Patty Duke on Shirley Temple

from Entertainment Weekly:

Patty Duke

ruled the 1960s, winning an Academy Award for Best Supporting Actress at 16 for The Miracle Worker and later starring in her eponymous sitcom. Starting her career at just 7, Duke has unique insight into the life of a child star, and the specific challenges they face as they grow up in the public eye.

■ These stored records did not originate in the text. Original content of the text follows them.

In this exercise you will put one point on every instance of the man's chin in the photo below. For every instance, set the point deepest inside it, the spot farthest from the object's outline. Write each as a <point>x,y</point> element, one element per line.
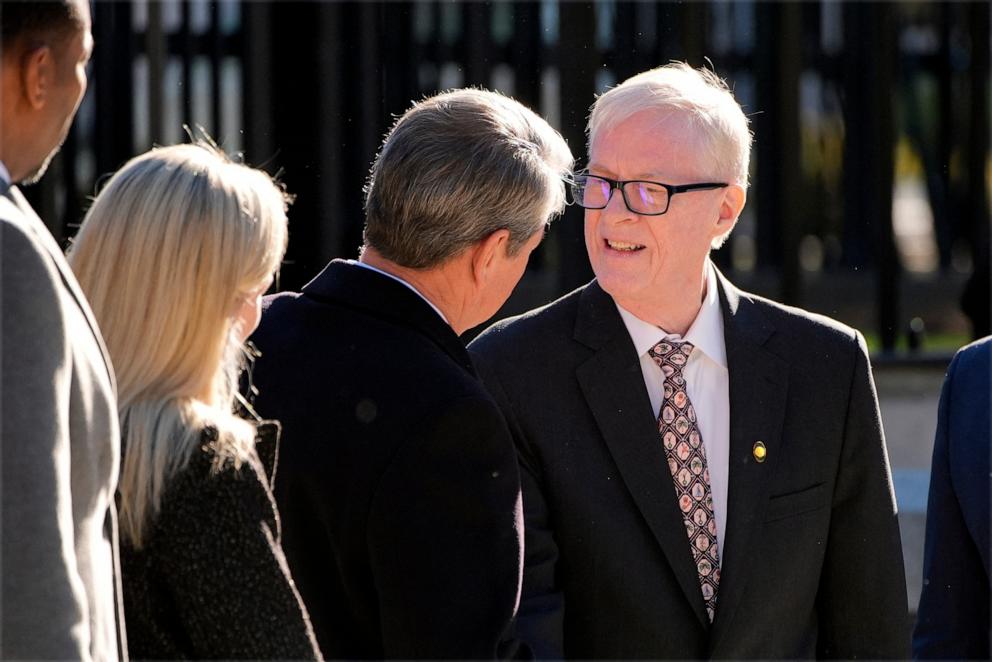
<point>39,172</point>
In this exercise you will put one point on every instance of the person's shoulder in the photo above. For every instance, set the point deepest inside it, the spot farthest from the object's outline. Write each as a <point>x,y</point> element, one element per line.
<point>22,248</point>
<point>553,319</point>
<point>972,364</point>
<point>802,328</point>
<point>978,352</point>
<point>214,467</point>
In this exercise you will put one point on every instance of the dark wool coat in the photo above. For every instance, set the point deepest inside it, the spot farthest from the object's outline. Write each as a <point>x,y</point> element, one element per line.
<point>210,580</point>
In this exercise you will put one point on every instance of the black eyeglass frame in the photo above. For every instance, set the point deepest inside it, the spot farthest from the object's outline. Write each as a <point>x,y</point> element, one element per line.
<point>619,184</point>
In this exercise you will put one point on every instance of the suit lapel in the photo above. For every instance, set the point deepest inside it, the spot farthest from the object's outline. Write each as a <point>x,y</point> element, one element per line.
<point>36,226</point>
<point>613,386</point>
<point>758,389</point>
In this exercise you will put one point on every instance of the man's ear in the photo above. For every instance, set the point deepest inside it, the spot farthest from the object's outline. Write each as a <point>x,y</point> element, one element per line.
<point>734,198</point>
<point>38,75</point>
<point>486,251</point>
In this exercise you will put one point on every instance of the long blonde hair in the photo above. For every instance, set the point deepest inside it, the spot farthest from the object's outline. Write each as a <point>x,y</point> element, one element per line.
<point>169,246</point>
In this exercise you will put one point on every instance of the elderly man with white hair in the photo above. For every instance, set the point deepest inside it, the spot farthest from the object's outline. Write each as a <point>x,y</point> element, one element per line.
<point>704,471</point>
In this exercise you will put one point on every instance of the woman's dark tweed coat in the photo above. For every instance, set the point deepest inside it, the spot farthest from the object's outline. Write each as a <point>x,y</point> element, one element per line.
<point>211,580</point>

Duke opened up about those struggles in her memoir, Call Me Anna, which showed how she overcame her own difficult obstacles.

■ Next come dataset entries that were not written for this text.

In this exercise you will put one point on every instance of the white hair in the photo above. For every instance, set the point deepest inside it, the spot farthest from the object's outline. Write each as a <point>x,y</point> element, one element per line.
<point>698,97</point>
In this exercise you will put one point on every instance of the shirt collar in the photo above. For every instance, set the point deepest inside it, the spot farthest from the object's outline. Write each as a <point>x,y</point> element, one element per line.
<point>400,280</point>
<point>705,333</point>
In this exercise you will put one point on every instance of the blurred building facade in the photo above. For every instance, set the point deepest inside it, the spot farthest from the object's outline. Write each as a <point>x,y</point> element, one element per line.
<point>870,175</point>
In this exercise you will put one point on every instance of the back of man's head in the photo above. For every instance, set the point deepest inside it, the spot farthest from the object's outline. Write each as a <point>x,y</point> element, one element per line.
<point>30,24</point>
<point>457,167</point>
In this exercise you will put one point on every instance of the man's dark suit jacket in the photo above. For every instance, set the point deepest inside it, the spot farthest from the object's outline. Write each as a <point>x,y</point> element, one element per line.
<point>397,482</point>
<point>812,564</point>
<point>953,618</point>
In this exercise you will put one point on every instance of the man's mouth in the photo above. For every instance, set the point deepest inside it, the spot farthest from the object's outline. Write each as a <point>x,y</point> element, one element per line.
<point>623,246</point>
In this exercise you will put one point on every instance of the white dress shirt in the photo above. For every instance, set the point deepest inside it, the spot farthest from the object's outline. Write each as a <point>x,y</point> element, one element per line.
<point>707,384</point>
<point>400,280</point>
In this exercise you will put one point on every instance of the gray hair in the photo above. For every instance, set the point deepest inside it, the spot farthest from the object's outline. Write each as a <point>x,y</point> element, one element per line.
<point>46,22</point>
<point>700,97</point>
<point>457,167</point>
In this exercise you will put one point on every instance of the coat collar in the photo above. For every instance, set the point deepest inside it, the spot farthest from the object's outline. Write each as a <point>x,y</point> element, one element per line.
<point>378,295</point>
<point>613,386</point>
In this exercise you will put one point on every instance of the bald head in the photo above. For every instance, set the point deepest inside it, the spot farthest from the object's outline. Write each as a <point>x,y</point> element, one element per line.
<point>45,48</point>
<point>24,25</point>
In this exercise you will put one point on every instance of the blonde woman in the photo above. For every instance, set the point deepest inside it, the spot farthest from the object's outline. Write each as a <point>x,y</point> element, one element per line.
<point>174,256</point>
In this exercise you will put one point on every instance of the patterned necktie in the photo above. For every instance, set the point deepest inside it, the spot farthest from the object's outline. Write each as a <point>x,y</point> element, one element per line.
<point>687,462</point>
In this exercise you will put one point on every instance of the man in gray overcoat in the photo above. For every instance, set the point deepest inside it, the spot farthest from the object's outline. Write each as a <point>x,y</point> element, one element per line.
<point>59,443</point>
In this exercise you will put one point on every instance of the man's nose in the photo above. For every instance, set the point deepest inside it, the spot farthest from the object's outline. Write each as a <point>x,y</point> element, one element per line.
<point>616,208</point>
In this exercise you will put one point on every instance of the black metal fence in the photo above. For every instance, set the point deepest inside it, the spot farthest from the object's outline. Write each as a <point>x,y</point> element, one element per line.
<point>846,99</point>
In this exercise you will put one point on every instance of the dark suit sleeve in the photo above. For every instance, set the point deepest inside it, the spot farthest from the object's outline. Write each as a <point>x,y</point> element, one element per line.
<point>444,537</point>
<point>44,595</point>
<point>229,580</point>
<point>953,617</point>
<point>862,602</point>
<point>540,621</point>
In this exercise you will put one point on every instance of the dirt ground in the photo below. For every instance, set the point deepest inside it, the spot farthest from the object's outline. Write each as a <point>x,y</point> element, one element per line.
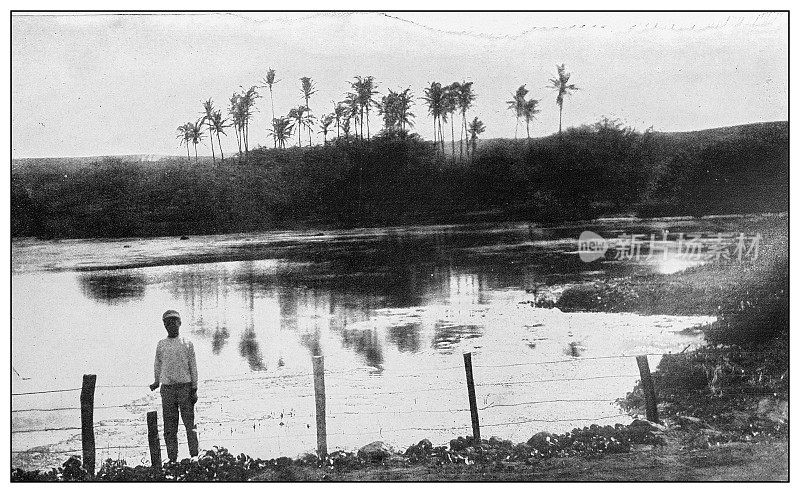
<point>726,462</point>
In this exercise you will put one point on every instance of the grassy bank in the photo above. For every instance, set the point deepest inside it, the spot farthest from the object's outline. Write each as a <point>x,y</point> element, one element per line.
<point>638,452</point>
<point>593,170</point>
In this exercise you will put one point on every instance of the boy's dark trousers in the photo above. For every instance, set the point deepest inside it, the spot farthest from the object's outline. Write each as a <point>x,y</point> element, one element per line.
<point>177,398</point>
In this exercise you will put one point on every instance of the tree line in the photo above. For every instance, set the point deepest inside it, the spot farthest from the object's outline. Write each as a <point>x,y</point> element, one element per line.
<point>350,117</point>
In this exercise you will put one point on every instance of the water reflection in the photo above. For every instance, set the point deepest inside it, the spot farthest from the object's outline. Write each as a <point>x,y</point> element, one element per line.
<point>113,288</point>
<point>219,339</point>
<point>250,350</point>
<point>366,344</point>
<point>447,336</point>
<point>406,337</point>
<point>319,292</point>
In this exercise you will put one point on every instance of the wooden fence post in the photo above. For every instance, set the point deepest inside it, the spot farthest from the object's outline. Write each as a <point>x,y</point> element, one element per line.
<point>87,422</point>
<point>473,405</point>
<point>152,439</point>
<point>648,388</point>
<point>319,397</point>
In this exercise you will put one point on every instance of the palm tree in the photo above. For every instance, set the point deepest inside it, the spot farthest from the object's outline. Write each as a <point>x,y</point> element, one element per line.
<point>298,116</point>
<point>529,111</point>
<point>352,110</point>
<point>308,121</point>
<point>405,100</point>
<point>451,93</point>
<point>208,114</point>
<point>476,127</point>
<point>560,85</point>
<point>340,113</point>
<point>517,105</point>
<point>184,134</point>
<point>434,97</point>
<point>246,102</point>
<point>464,100</point>
<point>325,123</point>
<point>364,90</point>
<point>219,125</point>
<point>281,130</point>
<point>270,81</point>
<point>235,110</point>
<point>195,131</point>
<point>307,87</point>
<point>395,108</point>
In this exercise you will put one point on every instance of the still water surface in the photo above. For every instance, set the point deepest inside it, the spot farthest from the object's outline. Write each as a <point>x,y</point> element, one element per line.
<point>392,311</point>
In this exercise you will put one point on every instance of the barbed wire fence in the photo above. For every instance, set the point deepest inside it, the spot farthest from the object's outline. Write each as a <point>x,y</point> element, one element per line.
<point>320,414</point>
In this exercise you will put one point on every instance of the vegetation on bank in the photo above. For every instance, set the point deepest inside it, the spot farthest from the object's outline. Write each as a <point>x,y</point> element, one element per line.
<point>397,178</point>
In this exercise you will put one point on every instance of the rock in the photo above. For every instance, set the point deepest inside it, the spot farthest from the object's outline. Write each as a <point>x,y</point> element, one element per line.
<point>699,442</point>
<point>690,422</point>
<point>375,451</point>
<point>420,451</point>
<point>774,410</point>
<point>396,461</point>
<point>460,443</point>
<point>541,441</point>
<point>647,425</point>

With the sad news that perhaps the most famous child star of all time, Shirley Temple,

passed away Monday night, EW spoke with Duke to discuss Temple’s influence on her, her own on-set experiences, and why she thinks so many child stars struggle once they hit adulthood.

I don’t know a whole lot about Shirley Temple’s home life or background to get what we saw on film. Except, having been almost in her shoes I know that that little girl worked hours and hours and hours and I hope somebody treated her very kindly. Every mother wanted their daughter to be Shirley Temple. I had very straight hair and my mother used to drive me crazy curling my hair so that I could look like Shirley Temple. Didn’t work!

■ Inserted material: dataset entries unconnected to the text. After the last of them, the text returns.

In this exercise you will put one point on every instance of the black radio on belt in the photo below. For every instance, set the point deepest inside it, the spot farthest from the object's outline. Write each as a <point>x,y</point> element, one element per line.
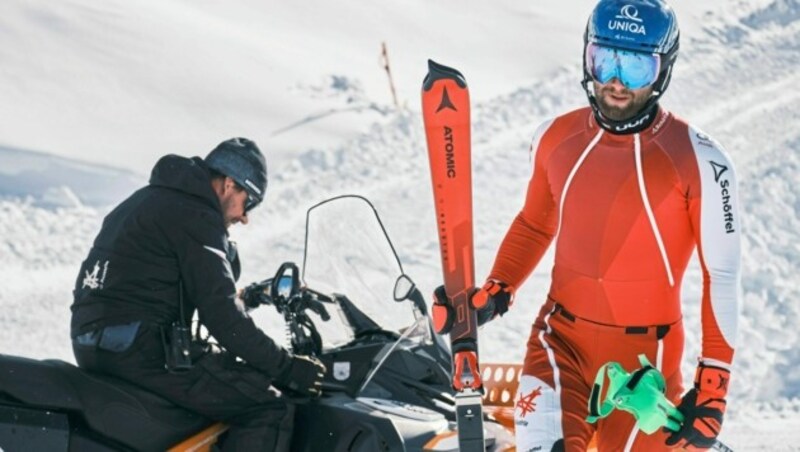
<point>177,339</point>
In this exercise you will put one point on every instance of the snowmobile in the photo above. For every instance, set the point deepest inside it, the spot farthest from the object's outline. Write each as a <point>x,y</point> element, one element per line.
<point>387,385</point>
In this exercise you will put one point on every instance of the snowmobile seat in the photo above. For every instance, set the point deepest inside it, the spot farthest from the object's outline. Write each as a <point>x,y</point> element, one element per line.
<point>130,415</point>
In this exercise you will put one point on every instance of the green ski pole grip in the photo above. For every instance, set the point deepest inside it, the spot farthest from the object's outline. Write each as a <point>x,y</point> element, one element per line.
<point>641,393</point>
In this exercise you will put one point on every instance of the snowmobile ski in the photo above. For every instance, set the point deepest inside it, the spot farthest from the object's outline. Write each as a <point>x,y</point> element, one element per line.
<point>446,114</point>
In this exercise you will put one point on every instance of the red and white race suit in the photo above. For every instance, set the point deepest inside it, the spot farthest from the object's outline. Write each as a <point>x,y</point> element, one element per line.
<point>626,213</point>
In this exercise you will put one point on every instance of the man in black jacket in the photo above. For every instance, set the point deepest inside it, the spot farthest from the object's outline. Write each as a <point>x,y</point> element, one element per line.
<point>163,254</point>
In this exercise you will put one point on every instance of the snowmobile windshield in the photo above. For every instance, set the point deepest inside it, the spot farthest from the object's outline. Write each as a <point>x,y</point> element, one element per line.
<point>348,253</point>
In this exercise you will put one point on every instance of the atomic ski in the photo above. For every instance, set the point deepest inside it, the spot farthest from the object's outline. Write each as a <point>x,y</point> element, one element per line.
<point>446,113</point>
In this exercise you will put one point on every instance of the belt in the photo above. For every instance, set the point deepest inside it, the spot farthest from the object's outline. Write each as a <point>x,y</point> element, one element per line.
<point>117,338</point>
<point>660,330</point>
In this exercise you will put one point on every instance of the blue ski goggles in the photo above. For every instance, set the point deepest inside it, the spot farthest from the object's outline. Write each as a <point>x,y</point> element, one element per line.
<point>633,69</point>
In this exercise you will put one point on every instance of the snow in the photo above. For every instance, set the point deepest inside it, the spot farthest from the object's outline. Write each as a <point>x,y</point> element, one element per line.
<point>106,88</point>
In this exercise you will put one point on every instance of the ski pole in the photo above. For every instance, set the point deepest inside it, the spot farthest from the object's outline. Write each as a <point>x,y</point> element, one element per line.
<point>641,393</point>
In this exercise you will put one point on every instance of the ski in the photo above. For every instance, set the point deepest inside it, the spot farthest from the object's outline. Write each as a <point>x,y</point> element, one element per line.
<point>446,114</point>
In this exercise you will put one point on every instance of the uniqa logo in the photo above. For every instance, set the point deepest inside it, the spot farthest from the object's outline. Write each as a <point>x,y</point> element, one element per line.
<point>628,20</point>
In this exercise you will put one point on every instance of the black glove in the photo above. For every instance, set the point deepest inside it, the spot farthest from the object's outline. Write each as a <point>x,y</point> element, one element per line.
<point>703,408</point>
<point>255,295</point>
<point>491,300</point>
<point>303,376</point>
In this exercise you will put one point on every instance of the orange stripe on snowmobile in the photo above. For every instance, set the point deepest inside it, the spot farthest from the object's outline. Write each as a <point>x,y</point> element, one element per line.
<point>500,382</point>
<point>202,441</point>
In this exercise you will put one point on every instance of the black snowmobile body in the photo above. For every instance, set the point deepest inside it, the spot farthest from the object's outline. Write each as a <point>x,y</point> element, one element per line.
<point>387,386</point>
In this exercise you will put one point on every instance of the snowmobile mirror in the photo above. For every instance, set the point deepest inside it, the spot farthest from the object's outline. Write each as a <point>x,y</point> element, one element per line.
<point>403,287</point>
<point>285,286</point>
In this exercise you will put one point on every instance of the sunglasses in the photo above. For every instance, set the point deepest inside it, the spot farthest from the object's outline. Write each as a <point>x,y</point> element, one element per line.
<point>251,202</point>
<point>633,69</point>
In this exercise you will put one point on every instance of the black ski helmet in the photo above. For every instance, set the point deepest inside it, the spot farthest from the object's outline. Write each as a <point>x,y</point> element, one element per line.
<point>633,25</point>
<point>241,160</point>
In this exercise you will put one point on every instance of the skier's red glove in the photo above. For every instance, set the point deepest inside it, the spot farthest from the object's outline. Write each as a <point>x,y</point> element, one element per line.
<point>491,300</point>
<point>703,408</point>
<point>442,312</point>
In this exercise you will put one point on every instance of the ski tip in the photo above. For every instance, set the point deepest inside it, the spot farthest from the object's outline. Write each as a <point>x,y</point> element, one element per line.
<point>438,71</point>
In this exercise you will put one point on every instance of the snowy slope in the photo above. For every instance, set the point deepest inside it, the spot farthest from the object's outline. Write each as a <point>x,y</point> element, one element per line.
<point>735,79</point>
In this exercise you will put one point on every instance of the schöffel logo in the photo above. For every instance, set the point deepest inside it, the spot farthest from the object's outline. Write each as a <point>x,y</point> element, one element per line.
<point>628,20</point>
<point>724,185</point>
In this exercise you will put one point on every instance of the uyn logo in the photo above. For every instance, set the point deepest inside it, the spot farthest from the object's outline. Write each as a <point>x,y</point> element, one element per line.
<point>724,184</point>
<point>95,279</point>
<point>628,20</point>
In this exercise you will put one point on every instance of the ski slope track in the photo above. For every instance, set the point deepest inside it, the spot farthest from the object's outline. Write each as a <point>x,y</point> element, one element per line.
<point>737,81</point>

As a child, I idolized Shirley the movie star. My favorite Shirley Temple movies were the ones that had her incredible singing and dancing and dimples, but then she’d do a scene that was serious and I would be sobbing for days. The mold had been broken. There was only one Shirley Temple. But look, she’ll live on: When we go to a restaurant, my grandchildren order a Shirley Temple.